I’m not actually planning on doing this, but here’s a rough hack at a #12in32 plan that tries to dip into languages chronologically from the 50s - 80s. When appropriate, I’ve substituted influential languages that we do not have tracks for with close descendant.
50s-60s
Fortran
COBOL
Common Lisp
70s
Prolog
ML (substitute Standard ML)
C
Shell (substitute bash track)
Awk
Scheme
80s
C++ or Objective-C
Perl or Tcl
Erlang
One might optionally consider dropping Awk in favor of starting with an Assembly language to give an impression of what programming was like prior to widespread compiler adoption. In reality, this would have been something like 704 Assembly (https://bitsavers.org/pdf/mit/computer_center/Coding_for_the_MIT-IBM_704_Computer_Oct57.pdf), but Intel assembly is a close enough approximation.
Note:
We don’t introduce OOP until the 1980s via C++, but Simula formulated OOP in the 1960s.

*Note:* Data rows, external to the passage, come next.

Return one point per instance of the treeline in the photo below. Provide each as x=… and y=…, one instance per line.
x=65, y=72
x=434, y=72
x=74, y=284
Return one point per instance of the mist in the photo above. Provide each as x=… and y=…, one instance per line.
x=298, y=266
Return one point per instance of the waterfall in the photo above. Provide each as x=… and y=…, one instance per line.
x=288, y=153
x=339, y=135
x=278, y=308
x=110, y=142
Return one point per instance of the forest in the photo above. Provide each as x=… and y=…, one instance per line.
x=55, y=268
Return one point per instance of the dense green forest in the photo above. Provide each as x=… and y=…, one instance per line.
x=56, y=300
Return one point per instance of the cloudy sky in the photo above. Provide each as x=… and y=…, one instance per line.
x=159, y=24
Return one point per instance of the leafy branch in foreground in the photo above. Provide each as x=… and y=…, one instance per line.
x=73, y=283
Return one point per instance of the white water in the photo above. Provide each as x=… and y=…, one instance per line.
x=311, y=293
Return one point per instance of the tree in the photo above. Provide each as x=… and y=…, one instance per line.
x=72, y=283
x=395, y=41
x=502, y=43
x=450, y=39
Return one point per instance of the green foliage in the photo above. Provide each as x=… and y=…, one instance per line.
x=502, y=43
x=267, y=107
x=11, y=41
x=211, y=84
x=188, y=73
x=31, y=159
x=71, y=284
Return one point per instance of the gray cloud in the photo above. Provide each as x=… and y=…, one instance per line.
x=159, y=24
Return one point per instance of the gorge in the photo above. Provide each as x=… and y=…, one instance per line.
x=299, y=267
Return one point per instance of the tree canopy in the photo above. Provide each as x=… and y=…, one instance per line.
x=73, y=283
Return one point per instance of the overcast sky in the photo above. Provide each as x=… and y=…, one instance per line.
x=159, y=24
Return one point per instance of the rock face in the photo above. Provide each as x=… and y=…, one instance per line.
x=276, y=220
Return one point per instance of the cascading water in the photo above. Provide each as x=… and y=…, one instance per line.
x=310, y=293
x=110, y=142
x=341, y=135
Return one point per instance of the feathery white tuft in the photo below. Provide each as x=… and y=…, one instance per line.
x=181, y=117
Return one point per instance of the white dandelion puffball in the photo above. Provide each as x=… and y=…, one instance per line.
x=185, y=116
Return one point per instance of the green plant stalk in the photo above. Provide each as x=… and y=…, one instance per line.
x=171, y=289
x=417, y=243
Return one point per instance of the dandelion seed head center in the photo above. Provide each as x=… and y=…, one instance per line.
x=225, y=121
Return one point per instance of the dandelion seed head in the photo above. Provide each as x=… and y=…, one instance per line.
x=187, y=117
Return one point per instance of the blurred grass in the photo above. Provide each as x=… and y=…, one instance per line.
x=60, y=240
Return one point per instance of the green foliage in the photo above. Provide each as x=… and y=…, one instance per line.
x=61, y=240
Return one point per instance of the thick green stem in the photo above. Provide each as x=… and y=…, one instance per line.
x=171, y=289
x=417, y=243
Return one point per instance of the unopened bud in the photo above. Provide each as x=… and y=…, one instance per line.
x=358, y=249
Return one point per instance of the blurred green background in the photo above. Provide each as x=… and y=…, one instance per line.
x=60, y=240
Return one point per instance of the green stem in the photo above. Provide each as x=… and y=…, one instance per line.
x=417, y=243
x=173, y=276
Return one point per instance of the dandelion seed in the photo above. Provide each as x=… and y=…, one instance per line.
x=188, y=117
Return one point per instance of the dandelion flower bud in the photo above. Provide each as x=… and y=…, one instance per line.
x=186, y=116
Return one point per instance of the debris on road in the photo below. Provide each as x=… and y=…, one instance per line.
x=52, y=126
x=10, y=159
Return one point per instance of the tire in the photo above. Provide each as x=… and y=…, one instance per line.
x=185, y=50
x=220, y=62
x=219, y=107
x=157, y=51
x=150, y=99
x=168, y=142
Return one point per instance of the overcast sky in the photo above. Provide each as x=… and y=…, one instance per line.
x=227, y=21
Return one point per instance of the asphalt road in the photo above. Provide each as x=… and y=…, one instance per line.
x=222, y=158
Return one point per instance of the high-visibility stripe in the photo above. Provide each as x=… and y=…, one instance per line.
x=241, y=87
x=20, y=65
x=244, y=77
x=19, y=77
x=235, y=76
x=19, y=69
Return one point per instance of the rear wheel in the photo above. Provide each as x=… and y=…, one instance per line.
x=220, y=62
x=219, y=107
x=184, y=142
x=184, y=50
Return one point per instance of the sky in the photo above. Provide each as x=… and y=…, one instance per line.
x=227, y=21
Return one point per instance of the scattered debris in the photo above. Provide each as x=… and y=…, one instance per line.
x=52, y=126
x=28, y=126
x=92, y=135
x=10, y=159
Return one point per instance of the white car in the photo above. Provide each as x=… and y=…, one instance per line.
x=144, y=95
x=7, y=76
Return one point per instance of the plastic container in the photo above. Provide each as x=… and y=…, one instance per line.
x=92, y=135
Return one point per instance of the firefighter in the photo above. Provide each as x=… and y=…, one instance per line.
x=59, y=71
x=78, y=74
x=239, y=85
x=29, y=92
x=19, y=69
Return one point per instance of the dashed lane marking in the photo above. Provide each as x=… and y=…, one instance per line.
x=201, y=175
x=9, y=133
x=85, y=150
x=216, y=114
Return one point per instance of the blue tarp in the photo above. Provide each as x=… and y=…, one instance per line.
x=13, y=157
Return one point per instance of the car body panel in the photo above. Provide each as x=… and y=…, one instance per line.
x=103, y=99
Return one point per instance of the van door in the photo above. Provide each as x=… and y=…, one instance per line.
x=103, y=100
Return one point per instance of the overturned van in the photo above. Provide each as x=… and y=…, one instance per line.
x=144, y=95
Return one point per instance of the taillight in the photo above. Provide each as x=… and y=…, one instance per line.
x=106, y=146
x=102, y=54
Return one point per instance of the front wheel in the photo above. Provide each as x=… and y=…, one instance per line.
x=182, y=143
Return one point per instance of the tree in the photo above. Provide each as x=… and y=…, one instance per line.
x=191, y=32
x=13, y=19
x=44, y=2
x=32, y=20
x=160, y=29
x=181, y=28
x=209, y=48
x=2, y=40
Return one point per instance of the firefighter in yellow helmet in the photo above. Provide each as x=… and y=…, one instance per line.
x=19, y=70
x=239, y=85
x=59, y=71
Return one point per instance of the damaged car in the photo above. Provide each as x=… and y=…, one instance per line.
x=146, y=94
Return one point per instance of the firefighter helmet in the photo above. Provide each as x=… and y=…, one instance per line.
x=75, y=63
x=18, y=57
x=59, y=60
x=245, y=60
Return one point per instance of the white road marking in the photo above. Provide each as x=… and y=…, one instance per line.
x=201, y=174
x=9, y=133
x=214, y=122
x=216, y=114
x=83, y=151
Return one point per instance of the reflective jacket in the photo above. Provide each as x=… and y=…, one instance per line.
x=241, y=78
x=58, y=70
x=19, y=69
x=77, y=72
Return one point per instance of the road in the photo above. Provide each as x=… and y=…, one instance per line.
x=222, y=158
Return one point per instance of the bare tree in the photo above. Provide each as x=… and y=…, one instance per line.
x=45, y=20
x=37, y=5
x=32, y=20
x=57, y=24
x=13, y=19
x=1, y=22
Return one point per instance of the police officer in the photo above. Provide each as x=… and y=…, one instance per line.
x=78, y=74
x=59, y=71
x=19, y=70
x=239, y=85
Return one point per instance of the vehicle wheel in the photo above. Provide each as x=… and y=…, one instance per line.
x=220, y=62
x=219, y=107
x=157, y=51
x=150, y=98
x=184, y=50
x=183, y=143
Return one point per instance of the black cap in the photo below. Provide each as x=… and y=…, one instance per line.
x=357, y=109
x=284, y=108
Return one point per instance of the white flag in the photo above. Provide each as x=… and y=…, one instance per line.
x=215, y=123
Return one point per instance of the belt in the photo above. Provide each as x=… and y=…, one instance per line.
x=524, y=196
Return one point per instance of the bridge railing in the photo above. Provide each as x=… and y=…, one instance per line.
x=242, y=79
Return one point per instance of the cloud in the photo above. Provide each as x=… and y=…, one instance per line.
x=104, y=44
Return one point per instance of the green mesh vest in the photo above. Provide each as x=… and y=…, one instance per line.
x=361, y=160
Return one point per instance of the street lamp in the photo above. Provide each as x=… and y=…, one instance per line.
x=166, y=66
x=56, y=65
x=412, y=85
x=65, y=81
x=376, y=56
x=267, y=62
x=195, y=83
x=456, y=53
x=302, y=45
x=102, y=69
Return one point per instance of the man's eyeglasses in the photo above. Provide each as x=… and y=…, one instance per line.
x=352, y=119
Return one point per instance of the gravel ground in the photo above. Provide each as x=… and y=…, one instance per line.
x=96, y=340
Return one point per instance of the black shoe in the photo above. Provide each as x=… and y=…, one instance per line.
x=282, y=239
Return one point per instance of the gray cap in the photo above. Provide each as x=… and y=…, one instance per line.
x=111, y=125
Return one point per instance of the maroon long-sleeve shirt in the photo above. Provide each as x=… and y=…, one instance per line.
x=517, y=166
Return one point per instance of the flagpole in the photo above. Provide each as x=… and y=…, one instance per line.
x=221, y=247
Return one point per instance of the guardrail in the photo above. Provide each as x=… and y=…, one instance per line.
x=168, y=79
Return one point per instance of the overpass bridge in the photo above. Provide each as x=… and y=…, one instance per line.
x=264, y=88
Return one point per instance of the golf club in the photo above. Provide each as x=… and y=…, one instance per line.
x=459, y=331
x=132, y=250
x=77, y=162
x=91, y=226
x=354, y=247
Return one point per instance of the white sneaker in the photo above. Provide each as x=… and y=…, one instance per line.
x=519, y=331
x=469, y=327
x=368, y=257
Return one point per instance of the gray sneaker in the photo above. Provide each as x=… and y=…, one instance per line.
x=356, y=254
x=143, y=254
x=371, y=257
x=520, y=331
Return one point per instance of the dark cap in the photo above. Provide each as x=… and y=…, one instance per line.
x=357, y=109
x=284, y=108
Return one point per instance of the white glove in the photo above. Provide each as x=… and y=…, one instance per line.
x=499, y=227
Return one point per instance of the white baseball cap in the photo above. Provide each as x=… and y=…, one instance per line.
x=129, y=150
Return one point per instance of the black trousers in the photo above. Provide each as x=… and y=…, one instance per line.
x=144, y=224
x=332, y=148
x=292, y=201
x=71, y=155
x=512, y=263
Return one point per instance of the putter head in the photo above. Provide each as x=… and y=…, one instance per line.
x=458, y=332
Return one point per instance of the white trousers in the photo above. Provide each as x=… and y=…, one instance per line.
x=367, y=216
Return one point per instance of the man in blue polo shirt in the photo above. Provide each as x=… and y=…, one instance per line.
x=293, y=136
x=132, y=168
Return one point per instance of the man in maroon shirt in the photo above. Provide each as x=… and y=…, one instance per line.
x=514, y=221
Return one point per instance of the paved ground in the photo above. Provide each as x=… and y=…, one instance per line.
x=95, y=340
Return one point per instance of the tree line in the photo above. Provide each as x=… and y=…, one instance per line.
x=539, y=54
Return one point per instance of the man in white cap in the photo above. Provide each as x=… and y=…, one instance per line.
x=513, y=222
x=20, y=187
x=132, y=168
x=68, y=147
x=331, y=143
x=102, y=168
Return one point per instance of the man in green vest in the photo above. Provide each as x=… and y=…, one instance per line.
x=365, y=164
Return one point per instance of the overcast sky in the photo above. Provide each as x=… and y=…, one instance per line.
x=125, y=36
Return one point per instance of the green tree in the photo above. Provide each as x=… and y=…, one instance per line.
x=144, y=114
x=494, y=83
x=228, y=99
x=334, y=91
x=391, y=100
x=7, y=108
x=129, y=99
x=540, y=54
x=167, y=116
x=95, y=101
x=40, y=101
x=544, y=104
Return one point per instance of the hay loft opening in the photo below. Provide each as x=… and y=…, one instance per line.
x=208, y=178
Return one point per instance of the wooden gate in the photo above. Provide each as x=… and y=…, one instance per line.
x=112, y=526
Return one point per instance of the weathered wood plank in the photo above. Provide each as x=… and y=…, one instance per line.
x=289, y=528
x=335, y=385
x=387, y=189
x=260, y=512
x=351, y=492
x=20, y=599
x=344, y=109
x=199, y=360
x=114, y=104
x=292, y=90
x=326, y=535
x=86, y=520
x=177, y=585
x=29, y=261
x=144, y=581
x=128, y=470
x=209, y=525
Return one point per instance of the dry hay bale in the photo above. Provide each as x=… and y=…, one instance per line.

We’re missing a few very influential languages like APL, BASIC, Algol, Pascal, SmallTalk
When you say “we are missing a few very influential languages”, are you talking about tracks that are not here?
Because there are two repositories for Pascal, there is Smalltalk, as well as APL. Some of these are not active, or are archived, but may be in a state where they could be picked up and put in place, with some work.
Correct, when I say “influential,” I mean historically influential in the time period of the 50s-80s, either via direct usage or influence on later languages.
I’m not really being critical here. COBOL is historic, but there are countless lines of code running in production today, so it’s potentially pragmatic. In contrast, ALGOL60 or ALGOL68 is more historical, but had massive influence on C, C++, Pascal, etc. and was the “standard” language for publishing algorithms in the Communications of the ACM (http://calgo.acm.org). However, I don’t think there’s much ALGOL in the wild these days. ALGOL probably isn’t worth dusting off, but it would be cool to make progress on other tracks at the margins.
Using successor languages like Pharo potentially makes a lot of sense if it is able to give exposure to aspects of the historic predecessor (Pharo → SmallTalk apparently).